On her part, Holly O'Neill, President of Retail Banking for Bank of America, saw that there is no sign yet that the main pillar of the economy is beginning to falter.

It is noteworthy that the Fed raised interest rates by 50 basis points on May 4, the largest increase since 2000; at the time, the Federal Reserve Chairman indicated he was on track to make similar increases at its June and July meetings.

On June 01, 2022, David Malpass, President of the World Bank, indicated that “the Russian invasion of Ukraine and its impact on food and energy prices, as well as the availability of fertilizers, could trigger a global recession.”

He added at a seminar hosted by the American Chamber of Commerce that Europe, China, and the US are experiencing a slowdown in growth, without providing any details on when a global recession might start.

The World Bank had already cut its global growth forecast for 2022 by half a percentage point to 3.2% from 4.1% due to the fallout from the Russian invasion of Ukraine.


Impending Economic Crisis

The Great Recession in the US between December 2007 and June 2009 resulted in millions of Americans losing their homes and livelihoods.

It was the worst economic downturn since the Great Depression of the 1930s, and it left many young university dropouts with little hope of finding a good job, as the job market took nearly a decade to fully recover.

For a large percentage of Americans, the crash of 2008 is the only real recession they've ever experienced, if the short-term downturn caused by the coronavirus in 2020 is not factored in.

As a result, when Americans see dire predictions of an impending economic crisis or a major recession on the part of billionaires and investment banks, most tend to panic immediately.

According to the National Bureau of Economic Research (NBER), the US has experienced 34 recessions since 1857, ranging in duration from two months (February to April 2020) to more than five years (October 1873 to March 1879), with an average recession of about 17 a month.

On his part, the researcher in economic affairs Dr. Mahmoud Jebaee said in a statement to Al-Estiklal: “There is a big crisis coming. The most prominent of which will be the rise in the cost of living, which will inevitably affect primarily developing and poor countries. In addition, food security will be threatened in many countries of the world.”

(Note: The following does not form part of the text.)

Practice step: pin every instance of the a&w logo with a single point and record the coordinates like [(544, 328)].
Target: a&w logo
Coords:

Regarding the direct causes of the hurricane that threatens the economy of the US and the world, Dr. Jebaee indicated that “the Russian-Ukrainian war and the mutual economic sanctions between Western countries on the one hand and Russia, on the other hand, led to a rise in oil and gas prices globally, and contributed to a significant increase in the rate of inflation in the US.”

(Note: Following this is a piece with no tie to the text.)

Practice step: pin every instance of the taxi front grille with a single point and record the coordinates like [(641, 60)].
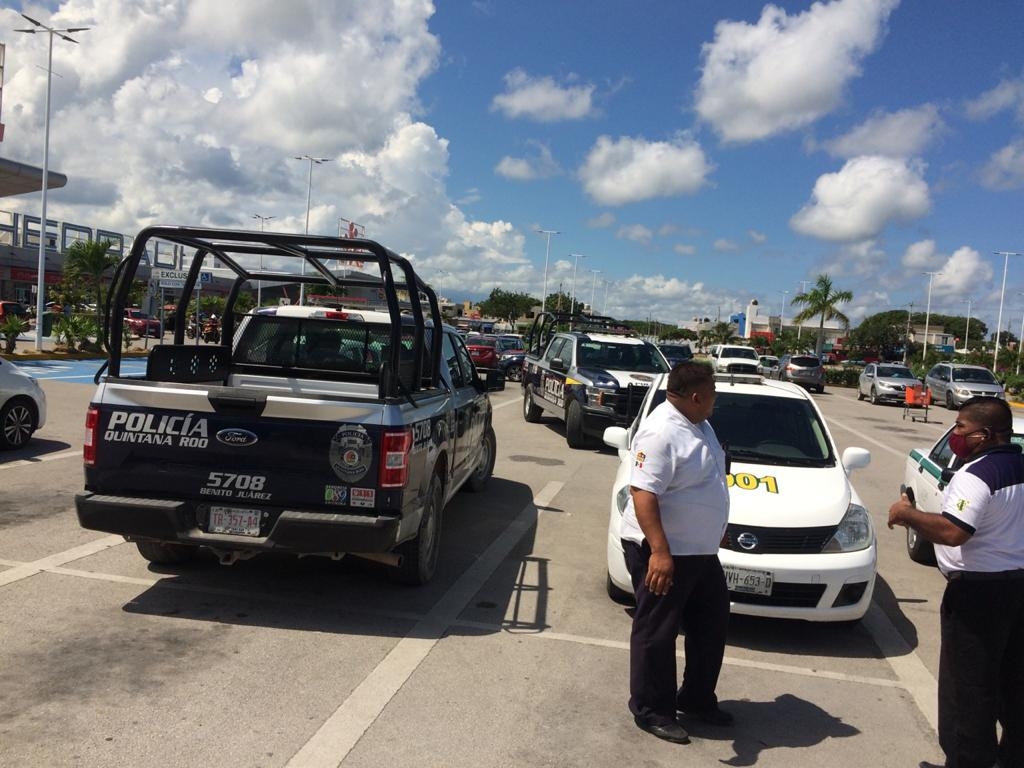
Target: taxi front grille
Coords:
[(765, 541), (784, 595)]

“The inflation rate in the US has taken a very significant upward trend due to the huge monetary masses that were injected into the markets to address the repercussions of the global Coronavirus crisis. According to estimates, the US printed more than a trillion dollars to meet its fiscal deficit during that period,” he added.

“All of the above contributed to the rise in inflation rates to the level of 4%, which is the highest rate in decades, and then rose to the level of 10% during the past months. It is expected to rise further in light of the decline in US domestic commodity production, which also affects the various industrial countries interconnected with them in various different areas of production,” the researcher said.

Dr. Jebaee called on developing and poor countries to exercise caution, starting now, and to work seriously to develop local productions, with the aim of mitigating the impact of the economic crisis on them in the near future.